Kyungju Hong, Investment Analyst, Endowus
Kyungju is an Analyst with the Investment Office at Endowus, working to curate best-in-class investment products and offer them to clients in the easiest, cheapest way possible. Kyungju graduated from SMU LKC Business School majoring in Finance, and comes with internship experiences in corporate finance, mezzanine finance, and VC. In her spare time, the Brunei-raised Korean enjoys practising ballet.
Tessa Wong, Product Specialist, Allianz Global Investors
Tessa Wong is a Hong Kong-based product specialist with Allianz Global Investors. She joined the firm in 2017 and specializes in Greater China equity and Asian income strategies. During the past three years she successfully led the development of Asia and China Income franchise, and contributed significantly to the growth of China A / All China strategies. Her client coverage includes private banking, retail banking and insurance clients. Before joining Allianz Global Investors, Tessa worked previously at Citi and JP Morgan private bank, where she worked as product manager overseeing the entire fund platform ranging from fixed income, multi asset to equity strategies.

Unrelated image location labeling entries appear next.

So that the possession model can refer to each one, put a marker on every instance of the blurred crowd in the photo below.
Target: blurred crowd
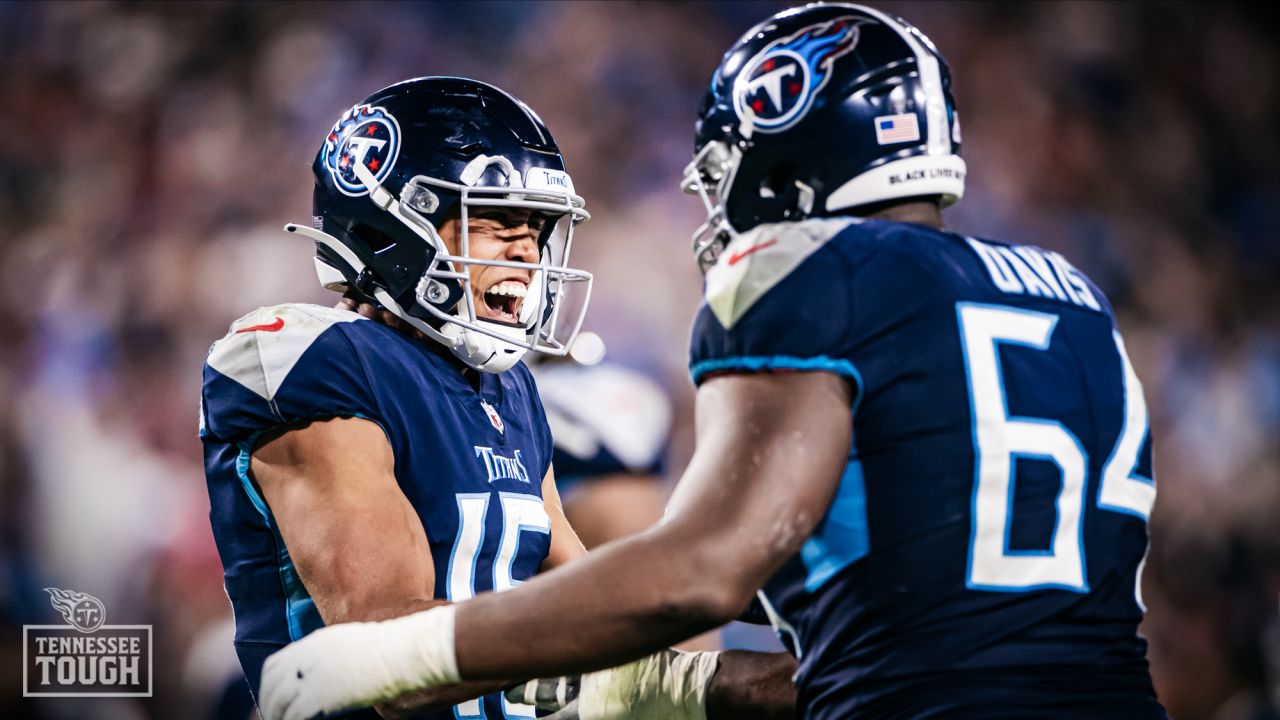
(150, 154)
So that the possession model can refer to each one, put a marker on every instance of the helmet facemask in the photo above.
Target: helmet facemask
(711, 176)
(444, 301)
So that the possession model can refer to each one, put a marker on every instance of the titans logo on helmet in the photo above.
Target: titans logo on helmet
(362, 135)
(778, 85)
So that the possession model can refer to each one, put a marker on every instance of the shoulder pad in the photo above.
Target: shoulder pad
(755, 261)
(261, 347)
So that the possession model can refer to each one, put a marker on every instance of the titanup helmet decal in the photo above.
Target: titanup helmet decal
(778, 86)
(362, 135)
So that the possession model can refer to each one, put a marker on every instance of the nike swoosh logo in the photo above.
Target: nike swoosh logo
(735, 258)
(268, 328)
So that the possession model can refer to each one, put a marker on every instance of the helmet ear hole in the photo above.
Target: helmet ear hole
(778, 181)
(373, 237)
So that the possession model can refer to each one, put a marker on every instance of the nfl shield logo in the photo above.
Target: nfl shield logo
(493, 417)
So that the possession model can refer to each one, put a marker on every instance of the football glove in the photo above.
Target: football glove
(666, 686)
(359, 664)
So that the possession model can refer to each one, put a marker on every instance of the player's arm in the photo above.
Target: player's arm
(353, 537)
(771, 451)
(565, 543)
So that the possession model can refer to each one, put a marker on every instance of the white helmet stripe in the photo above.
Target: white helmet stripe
(931, 78)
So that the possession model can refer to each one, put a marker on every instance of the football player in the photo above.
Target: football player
(366, 465)
(929, 450)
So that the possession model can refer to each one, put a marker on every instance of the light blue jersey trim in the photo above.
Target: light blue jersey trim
(764, 363)
(300, 610)
(842, 537)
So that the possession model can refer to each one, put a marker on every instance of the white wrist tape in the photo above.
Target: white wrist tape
(419, 648)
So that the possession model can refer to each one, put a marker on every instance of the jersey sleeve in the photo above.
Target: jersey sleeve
(780, 299)
(279, 367)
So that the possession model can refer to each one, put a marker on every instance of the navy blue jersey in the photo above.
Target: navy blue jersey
(470, 463)
(606, 420)
(981, 556)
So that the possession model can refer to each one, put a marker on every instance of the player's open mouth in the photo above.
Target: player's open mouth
(503, 300)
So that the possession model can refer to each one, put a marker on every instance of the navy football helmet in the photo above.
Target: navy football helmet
(822, 110)
(416, 154)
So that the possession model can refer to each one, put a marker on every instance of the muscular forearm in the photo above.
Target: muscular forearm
(572, 623)
(752, 684)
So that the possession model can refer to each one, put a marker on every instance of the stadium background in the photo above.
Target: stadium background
(151, 153)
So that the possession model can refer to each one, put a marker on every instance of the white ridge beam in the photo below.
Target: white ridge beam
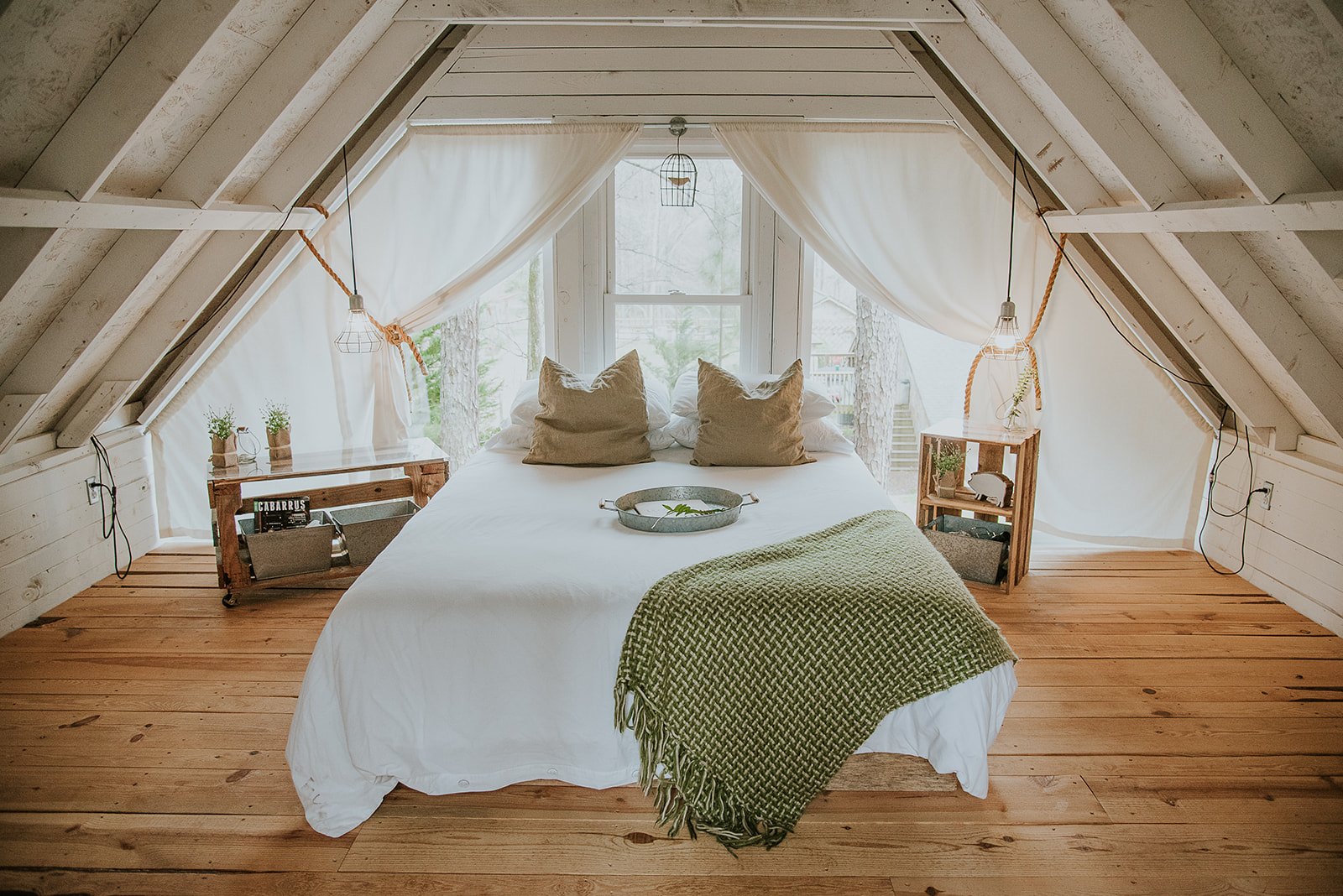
(1299, 212)
(877, 13)
(46, 208)
(107, 122)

Tessa has a B.S.Sc in Economics and minor in Finance from the Chinese University of Hong Kong and is also a CFA Charterholder.
Ben Sheehan, Senior Investment Specialist, Aberdeen Standard Investments
Ben Sheehan is Senior Investment Specialist, Equities at Aberdeen Standard Investments, based in Hong Kong. He is responsible for working closely with the Asia Pacific equities and distribution teams to ensure investment knowledge transfer internally and externally, and help drive the firm’s commercial strategy.
Prior to joining Aberdeen Standard Investments in 2019, Ben worked at HSBC Global Asset Management in Hong Kong for 12 years in a various roles including senior specialist and research roles, most recently as Senior Product Specialist for Asian Equities. He also worked for Standard & Poor's and Aviva in Research roles. He has 19 years of industry experience and holds a BA (Indonesian) and BCom (Finance).